Hitler's childhood home
Hitler's childhood homeReuters

A lawyer for the owner of the house where Adolf Hitler was born told Austria's highest court on Thursday that the government does not have the right to take possession of the property.

The lawyer said, according to The Associated Press, that authorities are using the measure "like a club" because his client refused purchase offers from authorities that were too low.

In December, Austria's parliament approved a government bill to expropriate the house in Braunau am Inn after the owner, Gerlinde Pommer, refused to sell it.

Pommer later declared she would challenge the move at the high court.

Hitler was born in 1889 in the house in Braunau am Inn, a town on the German border. The government wants to remodel the property's facade to reduce its draw as a shrine for admirers of the Nazi dictator and to offer it to an agency that runs workshops for disabled people.

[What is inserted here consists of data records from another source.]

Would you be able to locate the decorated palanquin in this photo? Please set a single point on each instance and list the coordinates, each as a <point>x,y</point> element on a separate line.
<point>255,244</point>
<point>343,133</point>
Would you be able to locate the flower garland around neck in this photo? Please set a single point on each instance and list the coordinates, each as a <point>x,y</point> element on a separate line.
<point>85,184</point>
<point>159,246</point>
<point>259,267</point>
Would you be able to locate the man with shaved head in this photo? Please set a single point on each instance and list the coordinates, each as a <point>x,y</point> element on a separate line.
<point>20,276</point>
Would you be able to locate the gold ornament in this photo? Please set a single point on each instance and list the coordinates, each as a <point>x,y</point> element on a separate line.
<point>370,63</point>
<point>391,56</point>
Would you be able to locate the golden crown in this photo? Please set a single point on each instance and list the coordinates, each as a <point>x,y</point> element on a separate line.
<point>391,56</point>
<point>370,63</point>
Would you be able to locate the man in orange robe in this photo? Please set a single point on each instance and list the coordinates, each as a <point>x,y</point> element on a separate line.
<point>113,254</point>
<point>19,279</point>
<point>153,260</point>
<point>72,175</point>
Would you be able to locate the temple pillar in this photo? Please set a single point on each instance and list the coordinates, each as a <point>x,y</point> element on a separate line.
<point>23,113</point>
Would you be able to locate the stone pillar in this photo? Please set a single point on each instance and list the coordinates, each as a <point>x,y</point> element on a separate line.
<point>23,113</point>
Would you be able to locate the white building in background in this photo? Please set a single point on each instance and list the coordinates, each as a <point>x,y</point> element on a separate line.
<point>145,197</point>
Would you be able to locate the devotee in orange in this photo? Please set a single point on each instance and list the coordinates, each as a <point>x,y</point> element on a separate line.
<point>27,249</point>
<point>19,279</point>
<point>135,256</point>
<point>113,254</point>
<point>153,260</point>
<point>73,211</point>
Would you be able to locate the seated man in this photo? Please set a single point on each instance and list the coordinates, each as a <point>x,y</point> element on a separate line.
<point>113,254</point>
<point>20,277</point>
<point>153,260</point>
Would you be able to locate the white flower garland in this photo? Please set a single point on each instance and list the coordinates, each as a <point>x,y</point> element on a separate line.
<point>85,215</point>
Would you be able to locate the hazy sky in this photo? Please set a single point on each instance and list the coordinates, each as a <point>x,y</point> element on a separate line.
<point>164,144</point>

Lawyer Gerhard Lebitsch on Thursday questioned the timing of the government's move so long after World War II, noting that "they could have neutralized the site 40-50 years ago."

While the price offered by the state has not been disclosed, Lebitsch suggested it was too low, describing the offer as "half-hearted", according to AP.

In court, officials for the government argued that the state decided to seize the house after the owner refused to make alternations needed for use for workshops. They also said the state was confronted with unjustified rent increases while leasing the building previously.